W pierwszej serii po trzech skokach AZS prowadził z dużą przewagą i wydawało się, ze skaczący jako ostatni Maciej Kot jeszcze ją powiększy. Tymczasem zepsuł skok, wylądował na 105,5 m, podczas, gdy jego koledzy z drużyny - Grzegorz Miętus, Jakub Kot, Andrzej Stękała - przekraczali granice 130 m.. Startujący w tej samej grupie Dawid Kubacki poleciał aż na 139 metr. Nowotarżanin miał jednak ogromny problem z ustaniem tego skoku i skończyło się na podparciu. Niemniej nie wszyscy sędziowie to zauważyli, bo otrzymał wysokie noty.
W drugiej serii wyczyn Kubackiego powtórzył Piotr Żyła, choć reprezentant pierwszego zespołu WSS Wisła wylądował trzy metry krócej. Jego ekipa stanęła na najniższym stopniu podium. W walce o złoto ostatecznie niespodzianki nie było - znów najlepszą polską drużyną w skokach zostali akademicy z Zakopanego. Zawodnicy TS Wisły Zakopane musieli zadowolić się srebrem - Dawid Jarząbek, Łukasz Rutkowski, Klemens Murańka i Dawid Kubacki.

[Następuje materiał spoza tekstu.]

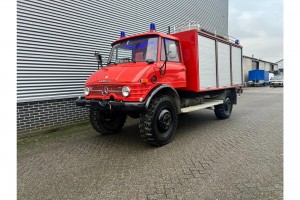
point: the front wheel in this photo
(159, 122)
(107, 123)
(223, 111)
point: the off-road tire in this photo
(224, 110)
(159, 122)
(107, 123)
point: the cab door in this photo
(174, 73)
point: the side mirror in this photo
(172, 51)
(98, 58)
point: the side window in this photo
(168, 43)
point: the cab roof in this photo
(150, 33)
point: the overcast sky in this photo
(258, 24)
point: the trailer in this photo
(155, 77)
(258, 78)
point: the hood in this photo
(122, 73)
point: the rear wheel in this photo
(224, 110)
(158, 123)
(107, 123)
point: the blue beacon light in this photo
(122, 34)
(152, 27)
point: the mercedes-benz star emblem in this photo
(105, 90)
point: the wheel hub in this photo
(164, 120)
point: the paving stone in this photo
(237, 158)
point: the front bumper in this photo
(280, 84)
(110, 105)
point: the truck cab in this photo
(136, 65)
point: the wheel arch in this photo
(166, 90)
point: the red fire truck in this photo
(155, 76)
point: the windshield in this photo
(134, 50)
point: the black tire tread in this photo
(146, 120)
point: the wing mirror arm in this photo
(98, 58)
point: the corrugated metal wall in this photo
(56, 39)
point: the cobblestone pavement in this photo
(237, 158)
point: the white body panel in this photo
(236, 56)
(224, 64)
(207, 63)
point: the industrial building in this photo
(251, 63)
(56, 41)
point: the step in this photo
(207, 104)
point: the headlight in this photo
(125, 91)
(86, 91)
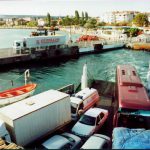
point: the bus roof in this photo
(131, 92)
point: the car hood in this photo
(83, 129)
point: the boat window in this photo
(73, 109)
(17, 44)
(69, 138)
(67, 146)
(123, 72)
(81, 106)
(134, 121)
(101, 115)
(134, 73)
(98, 120)
(79, 96)
(88, 120)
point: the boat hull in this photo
(9, 100)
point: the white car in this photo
(97, 141)
(63, 141)
(90, 122)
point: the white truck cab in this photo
(82, 101)
(17, 45)
(3, 132)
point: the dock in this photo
(72, 50)
(7, 145)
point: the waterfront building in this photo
(41, 22)
(118, 16)
(144, 38)
(146, 30)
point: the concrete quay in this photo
(71, 50)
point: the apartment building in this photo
(118, 16)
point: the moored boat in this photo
(16, 94)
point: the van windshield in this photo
(17, 44)
(73, 107)
(88, 120)
(133, 121)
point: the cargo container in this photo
(38, 42)
(132, 104)
(34, 117)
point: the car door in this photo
(103, 117)
(97, 123)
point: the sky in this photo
(67, 7)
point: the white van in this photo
(3, 132)
(82, 101)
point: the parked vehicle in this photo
(16, 94)
(38, 42)
(63, 141)
(132, 101)
(82, 101)
(29, 119)
(97, 141)
(126, 138)
(3, 132)
(90, 122)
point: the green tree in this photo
(67, 21)
(82, 15)
(32, 24)
(91, 23)
(48, 20)
(101, 24)
(77, 18)
(53, 23)
(132, 32)
(77, 15)
(141, 20)
(86, 16)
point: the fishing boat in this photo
(16, 94)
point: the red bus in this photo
(132, 102)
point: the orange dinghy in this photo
(16, 94)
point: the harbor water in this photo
(53, 76)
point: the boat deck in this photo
(106, 91)
(6, 145)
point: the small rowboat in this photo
(16, 94)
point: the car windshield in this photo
(73, 107)
(69, 138)
(88, 120)
(134, 121)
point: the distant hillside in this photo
(23, 16)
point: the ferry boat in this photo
(16, 94)
(133, 104)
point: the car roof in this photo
(55, 142)
(85, 92)
(75, 100)
(94, 112)
(94, 142)
(74, 137)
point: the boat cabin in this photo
(132, 101)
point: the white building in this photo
(118, 16)
(108, 17)
(41, 22)
(144, 38)
(124, 16)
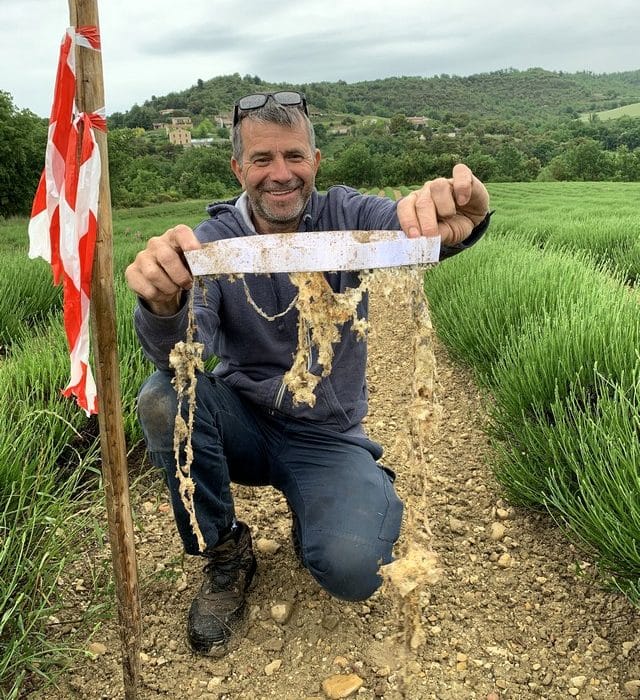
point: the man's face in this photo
(278, 171)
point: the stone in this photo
(274, 666)
(281, 612)
(266, 546)
(341, 686)
(497, 531)
(578, 682)
(456, 526)
(505, 561)
(632, 688)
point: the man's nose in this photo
(280, 169)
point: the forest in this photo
(508, 126)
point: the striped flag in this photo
(63, 225)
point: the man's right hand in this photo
(159, 273)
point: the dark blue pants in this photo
(348, 515)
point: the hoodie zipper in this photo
(279, 397)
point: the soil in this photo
(517, 614)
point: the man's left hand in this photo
(445, 207)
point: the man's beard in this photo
(274, 214)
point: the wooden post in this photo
(90, 98)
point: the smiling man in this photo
(346, 515)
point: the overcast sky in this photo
(152, 47)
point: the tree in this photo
(23, 140)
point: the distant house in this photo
(180, 136)
(181, 121)
(223, 121)
(198, 143)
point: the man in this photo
(346, 514)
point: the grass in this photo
(538, 308)
(553, 336)
(632, 110)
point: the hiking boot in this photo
(220, 604)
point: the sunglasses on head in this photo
(285, 98)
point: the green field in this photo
(543, 310)
(632, 110)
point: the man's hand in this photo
(445, 207)
(159, 273)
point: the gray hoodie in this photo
(254, 353)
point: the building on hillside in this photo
(207, 141)
(181, 121)
(223, 121)
(180, 136)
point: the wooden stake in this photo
(90, 98)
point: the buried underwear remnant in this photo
(321, 314)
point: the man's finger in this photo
(462, 184)
(182, 237)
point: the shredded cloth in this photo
(321, 316)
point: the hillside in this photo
(531, 95)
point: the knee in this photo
(157, 406)
(347, 568)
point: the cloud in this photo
(158, 46)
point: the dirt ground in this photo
(517, 613)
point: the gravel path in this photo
(516, 614)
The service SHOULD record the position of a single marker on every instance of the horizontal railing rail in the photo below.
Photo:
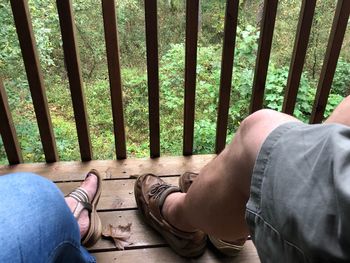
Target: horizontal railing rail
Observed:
(71, 55)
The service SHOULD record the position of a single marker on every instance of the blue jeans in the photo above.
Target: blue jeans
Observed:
(36, 225)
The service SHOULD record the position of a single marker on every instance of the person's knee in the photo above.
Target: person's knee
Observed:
(256, 127)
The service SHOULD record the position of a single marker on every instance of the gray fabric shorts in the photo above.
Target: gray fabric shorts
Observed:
(299, 206)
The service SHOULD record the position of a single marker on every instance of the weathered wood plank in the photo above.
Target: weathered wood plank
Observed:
(141, 234)
(165, 254)
(73, 171)
(116, 194)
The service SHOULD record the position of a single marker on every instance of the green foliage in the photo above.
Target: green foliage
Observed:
(171, 24)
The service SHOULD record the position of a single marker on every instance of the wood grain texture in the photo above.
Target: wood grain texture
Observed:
(113, 169)
(116, 194)
(165, 254)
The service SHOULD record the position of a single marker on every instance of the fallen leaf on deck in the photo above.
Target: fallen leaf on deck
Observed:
(119, 234)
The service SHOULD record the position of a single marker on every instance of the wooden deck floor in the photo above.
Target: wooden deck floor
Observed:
(117, 205)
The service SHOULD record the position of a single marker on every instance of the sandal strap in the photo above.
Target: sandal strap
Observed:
(81, 196)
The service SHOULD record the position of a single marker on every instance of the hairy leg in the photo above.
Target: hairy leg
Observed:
(215, 202)
(341, 113)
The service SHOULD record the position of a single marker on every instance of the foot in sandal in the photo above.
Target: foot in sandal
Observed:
(82, 202)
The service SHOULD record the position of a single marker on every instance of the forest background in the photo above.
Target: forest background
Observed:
(171, 24)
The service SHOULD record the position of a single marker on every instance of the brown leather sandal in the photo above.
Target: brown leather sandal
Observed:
(80, 194)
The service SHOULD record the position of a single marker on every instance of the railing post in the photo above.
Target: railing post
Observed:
(336, 38)
(299, 53)
(7, 130)
(264, 50)
(36, 83)
(153, 75)
(227, 59)
(112, 49)
(192, 11)
(71, 56)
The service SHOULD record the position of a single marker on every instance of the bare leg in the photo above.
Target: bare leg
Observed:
(215, 202)
(341, 113)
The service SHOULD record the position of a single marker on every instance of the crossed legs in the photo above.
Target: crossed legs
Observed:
(216, 201)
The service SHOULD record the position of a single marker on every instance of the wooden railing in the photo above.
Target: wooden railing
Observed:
(71, 54)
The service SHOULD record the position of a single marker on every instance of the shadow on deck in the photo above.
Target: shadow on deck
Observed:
(117, 205)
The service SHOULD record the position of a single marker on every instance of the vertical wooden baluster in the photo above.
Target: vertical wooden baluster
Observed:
(7, 130)
(72, 61)
(264, 50)
(192, 9)
(112, 49)
(226, 72)
(300, 46)
(36, 84)
(336, 38)
(153, 75)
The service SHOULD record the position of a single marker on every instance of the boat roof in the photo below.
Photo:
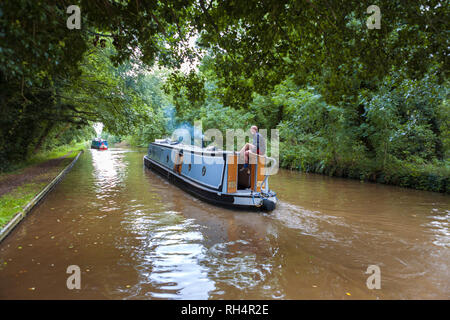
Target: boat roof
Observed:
(189, 147)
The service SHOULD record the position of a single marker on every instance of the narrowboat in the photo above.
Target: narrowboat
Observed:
(99, 144)
(214, 175)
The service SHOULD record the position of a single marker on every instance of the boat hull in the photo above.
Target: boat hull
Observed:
(242, 201)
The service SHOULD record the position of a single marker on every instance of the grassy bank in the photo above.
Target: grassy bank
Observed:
(31, 176)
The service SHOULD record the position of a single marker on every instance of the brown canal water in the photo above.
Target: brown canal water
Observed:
(135, 236)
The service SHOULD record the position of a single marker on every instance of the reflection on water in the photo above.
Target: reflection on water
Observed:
(135, 236)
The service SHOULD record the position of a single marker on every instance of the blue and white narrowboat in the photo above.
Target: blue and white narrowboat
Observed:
(99, 144)
(213, 175)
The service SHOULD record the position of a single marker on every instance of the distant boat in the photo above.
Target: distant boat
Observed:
(99, 144)
(213, 175)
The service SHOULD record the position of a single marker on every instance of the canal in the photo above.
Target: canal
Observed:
(135, 236)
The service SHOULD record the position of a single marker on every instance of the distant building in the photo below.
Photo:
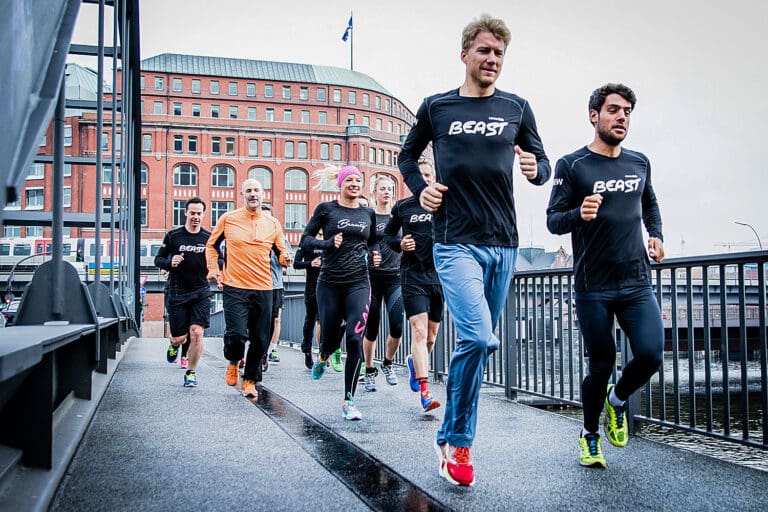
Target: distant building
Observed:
(208, 123)
(536, 258)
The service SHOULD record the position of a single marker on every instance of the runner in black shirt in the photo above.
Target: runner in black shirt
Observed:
(385, 286)
(189, 295)
(309, 261)
(422, 293)
(343, 290)
(476, 132)
(601, 195)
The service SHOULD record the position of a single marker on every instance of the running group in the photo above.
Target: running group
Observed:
(453, 242)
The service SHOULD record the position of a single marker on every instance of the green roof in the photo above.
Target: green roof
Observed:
(260, 70)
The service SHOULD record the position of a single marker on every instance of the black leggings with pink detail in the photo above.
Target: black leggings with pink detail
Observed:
(338, 304)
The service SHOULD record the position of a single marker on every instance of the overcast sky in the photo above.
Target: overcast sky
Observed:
(699, 70)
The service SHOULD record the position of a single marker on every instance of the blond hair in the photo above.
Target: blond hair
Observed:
(485, 23)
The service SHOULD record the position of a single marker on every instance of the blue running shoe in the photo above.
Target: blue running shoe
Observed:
(318, 369)
(172, 354)
(413, 381)
(190, 379)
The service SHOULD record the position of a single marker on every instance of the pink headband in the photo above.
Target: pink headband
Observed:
(346, 171)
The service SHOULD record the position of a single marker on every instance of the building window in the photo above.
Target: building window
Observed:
(178, 143)
(222, 176)
(146, 143)
(179, 207)
(295, 217)
(107, 175)
(262, 175)
(219, 208)
(34, 198)
(143, 212)
(36, 171)
(12, 231)
(185, 175)
(295, 179)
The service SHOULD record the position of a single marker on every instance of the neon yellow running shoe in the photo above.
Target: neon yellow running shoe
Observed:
(336, 360)
(616, 428)
(591, 451)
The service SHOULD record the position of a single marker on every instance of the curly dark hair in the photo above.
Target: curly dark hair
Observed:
(597, 98)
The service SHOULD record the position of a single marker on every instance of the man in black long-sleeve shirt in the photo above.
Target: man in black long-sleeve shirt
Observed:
(189, 296)
(601, 194)
(476, 132)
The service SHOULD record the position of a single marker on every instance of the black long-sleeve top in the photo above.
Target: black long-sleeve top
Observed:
(412, 219)
(473, 141)
(347, 263)
(190, 276)
(609, 251)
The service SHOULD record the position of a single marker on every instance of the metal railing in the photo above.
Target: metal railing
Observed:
(714, 377)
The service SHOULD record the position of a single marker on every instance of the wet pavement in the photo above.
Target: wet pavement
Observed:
(154, 445)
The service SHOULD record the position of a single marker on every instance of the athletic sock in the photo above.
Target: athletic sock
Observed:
(614, 400)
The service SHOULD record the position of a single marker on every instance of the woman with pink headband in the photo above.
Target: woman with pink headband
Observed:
(343, 289)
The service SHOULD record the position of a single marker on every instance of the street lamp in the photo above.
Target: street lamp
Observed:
(759, 243)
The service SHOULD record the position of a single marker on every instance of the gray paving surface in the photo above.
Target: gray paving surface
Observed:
(154, 445)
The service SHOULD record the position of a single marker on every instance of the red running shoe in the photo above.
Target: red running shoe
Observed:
(456, 464)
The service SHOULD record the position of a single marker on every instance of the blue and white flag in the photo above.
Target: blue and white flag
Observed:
(349, 29)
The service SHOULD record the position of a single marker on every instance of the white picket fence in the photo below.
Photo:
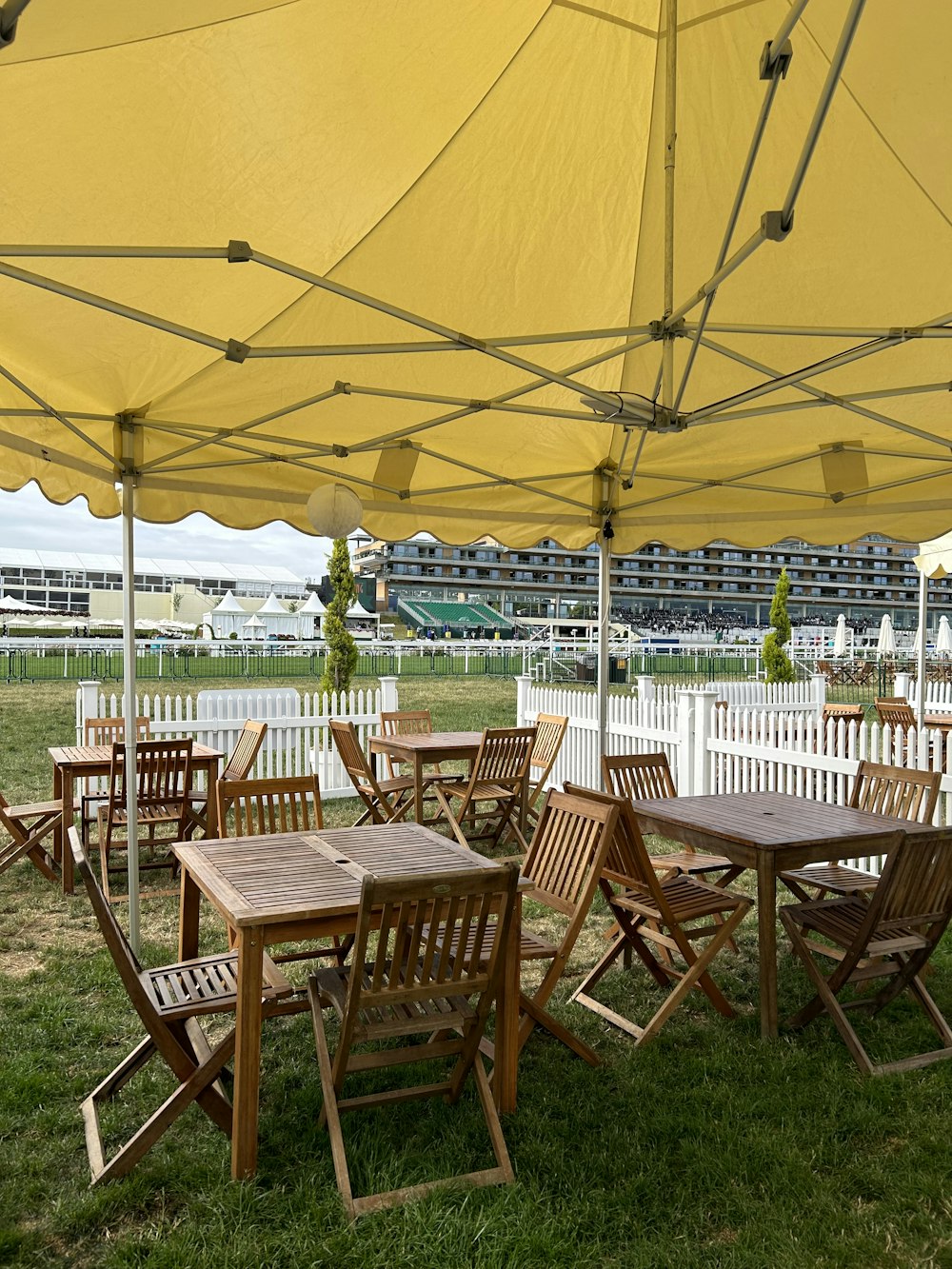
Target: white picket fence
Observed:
(738, 749)
(297, 740)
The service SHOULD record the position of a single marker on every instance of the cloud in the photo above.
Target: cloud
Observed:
(30, 522)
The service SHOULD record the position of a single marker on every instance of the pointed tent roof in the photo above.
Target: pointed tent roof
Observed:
(228, 605)
(273, 606)
(546, 282)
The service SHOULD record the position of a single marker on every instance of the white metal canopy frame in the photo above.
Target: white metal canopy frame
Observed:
(769, 362)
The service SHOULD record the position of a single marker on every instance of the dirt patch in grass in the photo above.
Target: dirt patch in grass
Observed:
(22, 964)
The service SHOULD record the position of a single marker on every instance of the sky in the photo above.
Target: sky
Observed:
(30, 522)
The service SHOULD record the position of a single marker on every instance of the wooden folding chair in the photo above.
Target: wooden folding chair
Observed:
(406, 723)
(169, 1001)
(103, 731)
(890, 937)
(662, 911)
(411, 983)
(895, 712)
(643, 776)
(29, 826)
(550, 734)
(849, 713)
(564, 864)
(894, 791)
(238, 768)
(387, 801)
(163, 781)
(284, 803)
(495, 789)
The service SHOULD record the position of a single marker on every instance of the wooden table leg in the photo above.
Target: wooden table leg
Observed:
(189, 896)
(418, 787)
(767, 942)
(248, 1052)
(64, 788)
(506, 1040)
(212, 803)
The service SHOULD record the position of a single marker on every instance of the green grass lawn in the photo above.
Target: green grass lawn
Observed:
(706, 1149)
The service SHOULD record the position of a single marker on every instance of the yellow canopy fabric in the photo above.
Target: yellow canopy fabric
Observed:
(456, 228)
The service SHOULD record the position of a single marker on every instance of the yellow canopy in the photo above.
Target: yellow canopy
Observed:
(447, 226)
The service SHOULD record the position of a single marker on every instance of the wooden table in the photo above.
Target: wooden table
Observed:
(292, 886)
(419, 749)
(72, 763)
(769, 833)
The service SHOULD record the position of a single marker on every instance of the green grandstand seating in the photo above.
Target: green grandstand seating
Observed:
(459, 617)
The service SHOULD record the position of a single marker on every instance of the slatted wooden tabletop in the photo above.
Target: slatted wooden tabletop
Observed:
(93, 755)
(769, 833)
(765, 822)
(311, 876)
(303, 884)
(426, 744)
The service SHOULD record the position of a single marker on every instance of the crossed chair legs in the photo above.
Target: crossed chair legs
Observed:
(640, 926)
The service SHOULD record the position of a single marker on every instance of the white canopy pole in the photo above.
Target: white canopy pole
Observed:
(605, 616)
(921, 650)
(670, 129)
(129, 671)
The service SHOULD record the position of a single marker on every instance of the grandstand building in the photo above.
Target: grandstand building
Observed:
(861, 579)
(87, 584)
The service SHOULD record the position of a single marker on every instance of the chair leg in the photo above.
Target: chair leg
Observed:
(329, 1111)
(193, 1089)
(539, 1017)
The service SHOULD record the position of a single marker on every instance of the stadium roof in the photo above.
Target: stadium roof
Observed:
(87, 561)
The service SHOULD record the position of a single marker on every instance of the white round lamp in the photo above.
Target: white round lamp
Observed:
(334, 510)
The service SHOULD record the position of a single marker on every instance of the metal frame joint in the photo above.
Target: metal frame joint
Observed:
(236, 350)
(773, 226)
(776, 65)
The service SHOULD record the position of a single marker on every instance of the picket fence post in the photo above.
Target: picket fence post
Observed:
(819, 693)
(522, 700)
(88, 702)
(387, 693)
(645, 685)
(703, 701)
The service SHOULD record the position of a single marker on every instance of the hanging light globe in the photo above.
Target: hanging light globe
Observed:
(334, 510)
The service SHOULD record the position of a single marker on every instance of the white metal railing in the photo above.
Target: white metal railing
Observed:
(297, 740)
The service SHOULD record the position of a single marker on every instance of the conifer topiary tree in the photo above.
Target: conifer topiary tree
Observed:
(780, 667)
(342, 650)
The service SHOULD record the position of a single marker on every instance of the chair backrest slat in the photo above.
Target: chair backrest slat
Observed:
(407, 723)
(246, 751)
(505, 755)
(550, 732)
(895, 712)
(404, 723)
(567, 850)
(627, 863)
(163, 772)
(638, 776)
(897, 791)
(268, 806)
(422, 918)
(916, 887)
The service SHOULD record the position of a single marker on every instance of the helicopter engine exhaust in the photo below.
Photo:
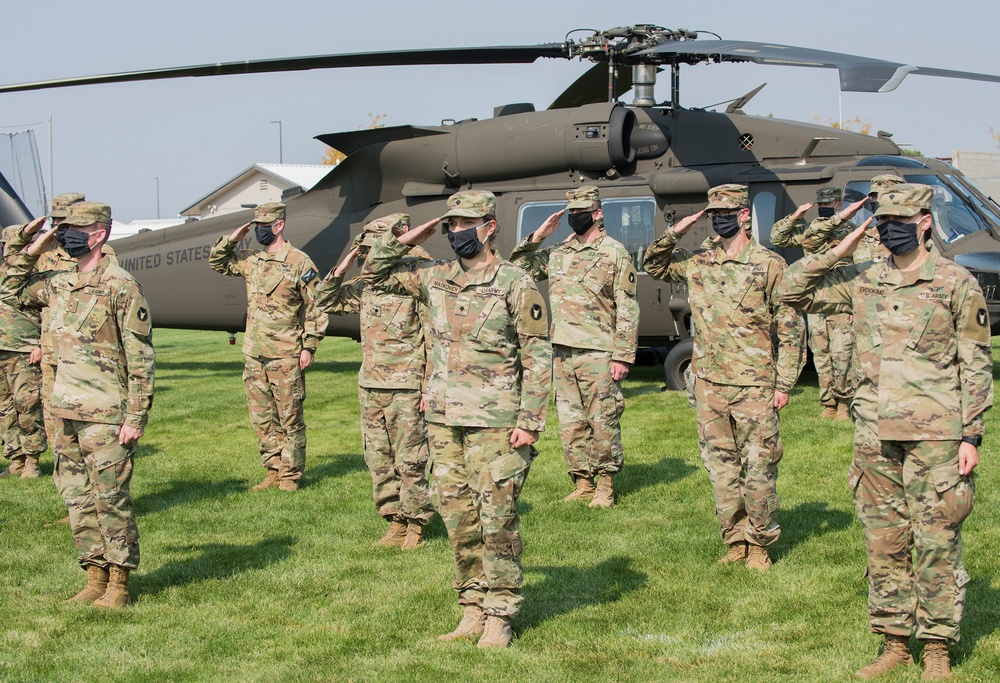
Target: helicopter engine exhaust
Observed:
(596, 137)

Najlepszym zawodnikiem konkursu był Dawid Kubacki, który w drugiej serii uzyskał 137,5 metra. Wczorajszy triumfator indywidualnych zmagań, Maciej Kot, w finale wylądował pół metra bliżej.
W zawodach brało udział 9 ekip. W stawce znalazła się jedna kobieta - Joanna Szwab, która reprezentowała barwy KS Chochołów. Drużyna ta nie zakwalifikowała się do drugiej rundy.
Po zawodach odbyła się uroczystość podziękowania Łukaszowi Kruczkowi za 8 lat pracy z kadrą narodową.